Last week i got to share some Pat Metheny, so why stop? The recording quality on this video isn’t amazing, but this was a heck of a performance.
This one is another favourite to play — just for that “hook” that plays at the end of each time through the melody. Killer tune.
I always enjoyed that this tune was called “Slightly out of tune.” Who wouldn’t want to mimic Stan Getz’s incredible sound on this tune… but then, Stan wasn’t a guy who was very often out of tune.
“Chega De Saudade”
If you can get past the kinda weird albums (and the odd introduction on this video), this is Dizzy Gillespie’s version of another of my favourite Jobim tunes, and one of his longest.

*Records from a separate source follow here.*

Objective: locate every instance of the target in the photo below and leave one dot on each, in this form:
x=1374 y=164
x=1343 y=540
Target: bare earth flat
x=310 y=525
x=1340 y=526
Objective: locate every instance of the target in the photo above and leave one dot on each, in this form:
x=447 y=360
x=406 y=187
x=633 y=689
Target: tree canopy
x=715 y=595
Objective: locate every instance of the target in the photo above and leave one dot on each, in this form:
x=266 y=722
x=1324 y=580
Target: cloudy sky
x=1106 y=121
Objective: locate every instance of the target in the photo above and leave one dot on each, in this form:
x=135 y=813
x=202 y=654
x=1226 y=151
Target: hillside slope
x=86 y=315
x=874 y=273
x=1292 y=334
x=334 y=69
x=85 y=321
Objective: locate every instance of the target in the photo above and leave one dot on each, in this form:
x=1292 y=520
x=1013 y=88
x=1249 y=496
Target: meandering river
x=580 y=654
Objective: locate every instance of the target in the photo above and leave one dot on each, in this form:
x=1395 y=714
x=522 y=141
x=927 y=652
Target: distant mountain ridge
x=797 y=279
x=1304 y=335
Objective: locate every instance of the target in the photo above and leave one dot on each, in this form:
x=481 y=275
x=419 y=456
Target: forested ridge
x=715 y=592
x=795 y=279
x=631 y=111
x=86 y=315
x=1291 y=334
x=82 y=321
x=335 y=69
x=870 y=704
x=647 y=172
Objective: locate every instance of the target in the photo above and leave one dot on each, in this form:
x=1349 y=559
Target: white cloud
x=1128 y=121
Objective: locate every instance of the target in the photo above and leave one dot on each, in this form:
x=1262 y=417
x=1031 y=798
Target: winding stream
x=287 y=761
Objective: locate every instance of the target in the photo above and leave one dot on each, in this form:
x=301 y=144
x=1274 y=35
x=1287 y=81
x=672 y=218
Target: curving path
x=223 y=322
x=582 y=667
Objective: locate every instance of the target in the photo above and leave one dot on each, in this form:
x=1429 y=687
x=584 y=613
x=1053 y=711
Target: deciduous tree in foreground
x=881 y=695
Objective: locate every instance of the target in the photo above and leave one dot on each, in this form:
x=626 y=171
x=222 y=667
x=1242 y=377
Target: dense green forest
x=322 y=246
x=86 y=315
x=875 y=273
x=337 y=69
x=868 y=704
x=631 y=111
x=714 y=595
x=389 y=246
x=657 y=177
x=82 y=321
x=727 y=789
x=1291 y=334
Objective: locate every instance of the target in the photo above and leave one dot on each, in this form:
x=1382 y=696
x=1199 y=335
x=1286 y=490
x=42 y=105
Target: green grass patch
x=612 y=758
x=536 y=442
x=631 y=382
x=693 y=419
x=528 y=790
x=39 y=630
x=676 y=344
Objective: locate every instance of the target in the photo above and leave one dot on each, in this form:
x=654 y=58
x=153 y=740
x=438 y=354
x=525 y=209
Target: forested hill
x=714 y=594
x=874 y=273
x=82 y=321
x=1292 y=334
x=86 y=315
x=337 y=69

This version, which I think is on the “Compact Jazz” collection for Dizzy, was one of the first non-Ipanema Jobim tunes I heard back when I was a kid, and I remember thinking “Man! This is great!” It’s also one of the only ones that really does go by its english title, “No More Blues.”
“The Girl From Ipanema”
Oh alright, fine. We’ll close with this one. Because despite the fact that it is somewhat overexposed, it remains a totally lovely song. That bridge! That turnaround! Aah. It’s worth sitting through it and listening to it, not as background wedding for your cocktail hour or elevator trip, but as an actual composition. It’s genius.
And, that seems to be a good one to go out on. Tonight, (after you’ve finished watching The Last Waltz from that earlier post), pour yourself a glass of wine, download some Jobim music, and just sit and listen.